Hello,
I created an implementation of Ruby language support in antlr4. The code generation works. I am having an issue with debugging the runtime. The runtime mirrors the structure of the Python3 & Java runtimes so I am hoping that someone might point me towards the right part of the runtime to look. This all assumes someone might have seen a similar runtime bug or could imagine where that bug might live.
The bug is the Lexer token matching is too greedy.

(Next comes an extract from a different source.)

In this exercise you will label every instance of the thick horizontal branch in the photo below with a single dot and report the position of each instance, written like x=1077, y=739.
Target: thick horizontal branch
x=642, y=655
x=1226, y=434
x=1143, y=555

It seems the .*? construct is matching to the last ending character string instead of the first one it finds. The example below is illustrative.
This rule in the creole grammar:
NOWIKI
: '{{{' .*? '}}}'
;
Given an Input text:
{{{ text }}}
{{{ text }}}
{{{ text }}}
Instead of returning 7 tokens, it is only return 3.
The java runtime using TestRig with the -tokens produces the expected output:
[@0,0:11='{{{ text }}}',<16>,1:0]
[@1,12:12='\n',<15>,1:12]
[@2,13:24='{{{ text }}}',<16>,2:0]
[@3,25:25='\n',<15>,2:12]
[@4,26:37='{{{ text }}}',<16>,3:0]
[@5,38:38='\n',<15>,3:12]
[@6,39:38='<EOF>',<-1>,4:13]
Using my ruby runtime and a ruby version of testrig with -tokens produces;
[@0,0:37='{{{ text }}}\n{{{ text }}}\n{{{ text }}}',<16>,1:0]
[@1,38:38='\n',<15>,3:12]
[@2,39:38='<EOF>',<-1>,4:13]
The ruby runtime works for simple grammars and tokenizes fine in simple cases. I know this is a shot in the dark but I am out of ideas and am looking for a better understanding of the runtime structure that is doing this work or a hint of where to look for my bug or any ideas to help.
Thanks for your time,
Chad